Agenda 17/02/2020 às 01:06

A Reforma da Previdência, implementada pela EC n° 103/2019, constitucionalizou o instituto da readaptação. Este breve ensaio busca promover reflexões quanto à referida forma de provimento derivado de cargos públicos.

Considerações iniciais

A readaptação é uma forma de provimento derivado dos servidores públicos, regulamentada nos diversos regimes jurídicos da federação. Todavia, com a recente promulgação da Emenda Constitucional-EC nº 103/2019, esse instituto passou a ter assento constitucional.

O objetivo deste breve ensaio, muito mais do que oferecer respostas, é apresentar provocações, contribuindo para a reflexão em face da nova normatividade e das possíveis situações que poderão ocorrer no âmbito da Administração Pública.


A readaptação na legislação estatutária

Conforme já mencionado, antes mesmo da previsão da readaptação na CF de 1988, essa espécie de provimento derivado já encontrava suporte nas diversas leis que instituíram os regimes jurídicos dos servidores dos entes federativos. Não é demasiado ressaltar que o provimento derivado se caracteriza pelo provimento de novo cargo público por servidor que já possuía vínculo com a Administração Pública, submetido ao mesmo regime jurídico.

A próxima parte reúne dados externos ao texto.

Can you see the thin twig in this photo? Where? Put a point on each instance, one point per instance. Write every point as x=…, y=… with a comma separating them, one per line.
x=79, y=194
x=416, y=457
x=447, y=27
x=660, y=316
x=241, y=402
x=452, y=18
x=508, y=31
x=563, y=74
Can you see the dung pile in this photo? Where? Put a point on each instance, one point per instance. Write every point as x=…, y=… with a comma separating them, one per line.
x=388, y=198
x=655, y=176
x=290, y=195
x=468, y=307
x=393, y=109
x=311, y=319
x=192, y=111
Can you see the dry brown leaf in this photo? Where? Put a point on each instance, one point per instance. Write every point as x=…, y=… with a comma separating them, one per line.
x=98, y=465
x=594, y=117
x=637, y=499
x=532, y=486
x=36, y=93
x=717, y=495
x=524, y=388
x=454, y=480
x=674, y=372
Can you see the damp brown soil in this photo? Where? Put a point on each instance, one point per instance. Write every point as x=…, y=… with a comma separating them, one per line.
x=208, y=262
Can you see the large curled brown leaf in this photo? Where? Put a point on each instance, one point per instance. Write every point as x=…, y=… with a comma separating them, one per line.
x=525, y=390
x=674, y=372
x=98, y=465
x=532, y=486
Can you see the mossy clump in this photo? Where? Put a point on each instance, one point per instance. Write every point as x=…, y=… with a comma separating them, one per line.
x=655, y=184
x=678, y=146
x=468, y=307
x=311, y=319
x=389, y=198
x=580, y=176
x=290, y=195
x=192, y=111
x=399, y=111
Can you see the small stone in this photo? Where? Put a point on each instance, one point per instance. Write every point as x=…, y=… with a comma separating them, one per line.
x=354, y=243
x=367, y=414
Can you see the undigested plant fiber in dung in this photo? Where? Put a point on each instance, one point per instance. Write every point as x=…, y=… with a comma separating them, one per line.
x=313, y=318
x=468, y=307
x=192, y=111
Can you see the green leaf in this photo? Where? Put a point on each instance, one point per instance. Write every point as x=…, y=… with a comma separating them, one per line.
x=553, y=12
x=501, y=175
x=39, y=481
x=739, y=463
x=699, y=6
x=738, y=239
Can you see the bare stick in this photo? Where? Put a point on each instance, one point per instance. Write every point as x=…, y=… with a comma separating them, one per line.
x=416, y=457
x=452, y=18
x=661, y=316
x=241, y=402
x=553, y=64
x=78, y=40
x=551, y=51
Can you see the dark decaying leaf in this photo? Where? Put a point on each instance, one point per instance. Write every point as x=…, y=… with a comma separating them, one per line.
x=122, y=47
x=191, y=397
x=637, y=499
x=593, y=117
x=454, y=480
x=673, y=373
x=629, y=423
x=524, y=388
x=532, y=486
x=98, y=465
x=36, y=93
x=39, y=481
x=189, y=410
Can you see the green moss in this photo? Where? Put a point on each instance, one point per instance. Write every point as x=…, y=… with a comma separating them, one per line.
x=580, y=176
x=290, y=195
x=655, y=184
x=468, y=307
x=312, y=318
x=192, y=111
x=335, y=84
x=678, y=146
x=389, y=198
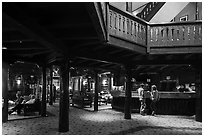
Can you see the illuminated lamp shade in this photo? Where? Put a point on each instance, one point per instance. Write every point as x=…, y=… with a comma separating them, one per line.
x=18, y=81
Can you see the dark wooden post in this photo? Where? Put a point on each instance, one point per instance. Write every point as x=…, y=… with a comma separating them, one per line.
x=43, y=107
x=128, y=94
x=198, y=86
x=129, y=7
x=5, y=92
x=64, y=98
x=51, y=86
x=96, y=91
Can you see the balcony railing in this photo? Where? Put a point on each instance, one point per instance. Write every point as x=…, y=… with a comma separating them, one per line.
x=125, y=26
x=175, y=34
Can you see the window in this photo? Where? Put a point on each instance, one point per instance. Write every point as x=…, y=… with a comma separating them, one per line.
x=184, y=18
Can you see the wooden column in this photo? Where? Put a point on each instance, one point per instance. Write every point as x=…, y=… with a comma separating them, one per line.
x=43, y=105
x=64, y=98
x=51, y=86
x=129, y=7
x=128, y=94
x=96, y=91
x=5, y=92
x=198, y=86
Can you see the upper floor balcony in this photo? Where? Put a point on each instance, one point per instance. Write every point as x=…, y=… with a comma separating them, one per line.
x=131, y=32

É o caso da readaptação, situação em que o agente público, em virtude de sofrer alguma limitação física ou mental que o impede de exercer as atribuições do cargo para o qual foi nomeado, passa a ocupar novo cargo.

A Lei Federal nº 8.112/1990, Regime Jurídico dos Servidores Civis da União, exemplificativamente, assim regulamenta o instituto em tela:

Art. 24. Readaptação é a investidura do servidor em cargo de atribuições e responsabilidades compatíveis com a limitação que tenha sofrido em sua capacidade física ou mental verificada em inspeção médica.

§ 1º Se julgado incapaz para o serviço público, o readaptando será aposentado.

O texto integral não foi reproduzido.